Available under a Creative Commons Attribution Non-Commercial Share Alike 4.0 International Licence


2. ENGINEERING AND TECHNOLOGY, Architecture engineering, Municipal and structural engineering, 2.7 ENVIRONMENTAL ENGINEERING

Publication Details

Paper will be presented at the Sustainable Built Environment conference 2016 in Hamburg , Germany, 8th - 11th March.


Phase Change Materials (PCM) have been incorporated into a range of building envelope materials with varied success. This study investigates two different methods of combining concrete and phase change materials to form PCM/concrete composite panels. The first method involves adding microencapsulated paraffin to fresh concrete during the mixing process.
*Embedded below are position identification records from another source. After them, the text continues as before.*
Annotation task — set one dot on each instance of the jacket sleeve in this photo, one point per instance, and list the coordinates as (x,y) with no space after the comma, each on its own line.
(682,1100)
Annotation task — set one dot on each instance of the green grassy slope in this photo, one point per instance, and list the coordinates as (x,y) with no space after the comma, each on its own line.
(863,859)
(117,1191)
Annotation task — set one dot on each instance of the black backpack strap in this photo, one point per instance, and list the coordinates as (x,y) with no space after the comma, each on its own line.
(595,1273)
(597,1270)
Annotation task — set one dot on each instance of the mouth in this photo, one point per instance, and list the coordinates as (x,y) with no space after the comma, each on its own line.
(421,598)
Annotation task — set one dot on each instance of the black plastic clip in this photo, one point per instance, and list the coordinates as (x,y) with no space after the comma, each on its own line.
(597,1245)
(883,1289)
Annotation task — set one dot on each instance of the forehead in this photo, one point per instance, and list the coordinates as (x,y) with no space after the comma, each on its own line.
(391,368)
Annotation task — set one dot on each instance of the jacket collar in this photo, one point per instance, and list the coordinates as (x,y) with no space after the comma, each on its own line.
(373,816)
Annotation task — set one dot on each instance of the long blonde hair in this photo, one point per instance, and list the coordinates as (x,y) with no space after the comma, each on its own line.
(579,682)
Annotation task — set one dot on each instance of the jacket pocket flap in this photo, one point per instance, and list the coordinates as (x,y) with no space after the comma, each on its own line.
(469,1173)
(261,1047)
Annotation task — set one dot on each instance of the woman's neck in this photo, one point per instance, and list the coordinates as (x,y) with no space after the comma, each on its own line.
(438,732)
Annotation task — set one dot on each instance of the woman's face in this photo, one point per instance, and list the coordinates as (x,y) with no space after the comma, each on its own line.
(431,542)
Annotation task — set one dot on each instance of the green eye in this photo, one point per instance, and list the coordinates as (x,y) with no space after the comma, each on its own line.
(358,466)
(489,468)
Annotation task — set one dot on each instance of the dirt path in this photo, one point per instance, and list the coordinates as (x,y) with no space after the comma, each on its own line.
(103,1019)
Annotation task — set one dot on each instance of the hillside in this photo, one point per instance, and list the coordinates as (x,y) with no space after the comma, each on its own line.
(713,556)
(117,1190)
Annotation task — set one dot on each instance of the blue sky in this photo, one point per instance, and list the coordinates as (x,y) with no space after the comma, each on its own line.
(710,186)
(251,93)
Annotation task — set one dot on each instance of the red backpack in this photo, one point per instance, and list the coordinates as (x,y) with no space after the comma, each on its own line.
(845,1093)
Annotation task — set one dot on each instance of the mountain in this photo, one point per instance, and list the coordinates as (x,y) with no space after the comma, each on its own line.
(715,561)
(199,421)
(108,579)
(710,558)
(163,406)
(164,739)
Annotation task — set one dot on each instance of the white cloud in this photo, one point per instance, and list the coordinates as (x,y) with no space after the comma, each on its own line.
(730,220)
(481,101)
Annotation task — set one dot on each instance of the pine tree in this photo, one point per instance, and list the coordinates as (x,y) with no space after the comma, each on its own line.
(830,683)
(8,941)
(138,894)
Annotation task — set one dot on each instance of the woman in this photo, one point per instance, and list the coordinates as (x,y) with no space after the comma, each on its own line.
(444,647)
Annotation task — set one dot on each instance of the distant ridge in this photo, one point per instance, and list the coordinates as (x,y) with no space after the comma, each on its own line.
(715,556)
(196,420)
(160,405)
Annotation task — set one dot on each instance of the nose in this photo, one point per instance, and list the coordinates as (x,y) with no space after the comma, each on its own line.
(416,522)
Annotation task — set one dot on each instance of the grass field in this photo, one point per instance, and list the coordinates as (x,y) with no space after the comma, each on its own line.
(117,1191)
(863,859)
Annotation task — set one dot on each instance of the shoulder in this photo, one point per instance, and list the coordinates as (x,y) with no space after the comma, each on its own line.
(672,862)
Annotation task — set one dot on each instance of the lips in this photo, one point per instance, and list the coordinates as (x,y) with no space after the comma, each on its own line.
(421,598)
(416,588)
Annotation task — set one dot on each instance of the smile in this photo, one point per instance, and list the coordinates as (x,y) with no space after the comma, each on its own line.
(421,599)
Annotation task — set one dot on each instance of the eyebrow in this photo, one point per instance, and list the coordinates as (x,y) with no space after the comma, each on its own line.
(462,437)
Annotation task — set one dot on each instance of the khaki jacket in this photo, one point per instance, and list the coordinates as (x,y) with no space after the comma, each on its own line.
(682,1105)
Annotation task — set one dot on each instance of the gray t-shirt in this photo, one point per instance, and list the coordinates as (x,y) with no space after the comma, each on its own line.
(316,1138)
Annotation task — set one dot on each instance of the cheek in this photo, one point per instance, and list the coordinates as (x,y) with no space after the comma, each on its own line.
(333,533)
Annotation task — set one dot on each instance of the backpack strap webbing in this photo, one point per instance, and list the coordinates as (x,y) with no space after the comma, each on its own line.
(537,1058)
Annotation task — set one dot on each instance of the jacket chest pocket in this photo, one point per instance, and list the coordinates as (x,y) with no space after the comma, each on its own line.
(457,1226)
The second method involves vacuum impregnating butyl stearate into lightweight aggregate which is then included in the concrete mix design. The primary aim of the study is to determine which method is the most effective way to improve the thermal mass characteristics of a concrete panel in the context of a thermal energy storage system for space heating in a building. The study observes the rate at which the panels absorb and emit heat, ie, the heat flux, and also how the heat flux changes throughout the depth of the panel. The panels are heated in a controlled environment provided by a specifically designed light box. Radiation is used as the heat transfer mechanism. Surface and internal temperatures of the panels are recorded during heating and cooling periods. The data recorded, together with the determined densities and thermal conductivities, are used to compare the thermal mass behaviour of each type of panel and to determine the influence that the method of incorporating a phase change material into a concrete panel has on the effectiveness of the PCM to improve the thermal mass characteristics of the concrete panel. The study highlighted the complexity of thermal behaviour of PCM/concrete composites. The panels containing PCM displayed significantly greater thermal storage capacity despite having reduced thermal conductivity and density. The study concluded that the panel containing lightweight aggregate/PCM composite is more effective at providing additional thermal storage particularly within the first 100mm of depth of an element of structure.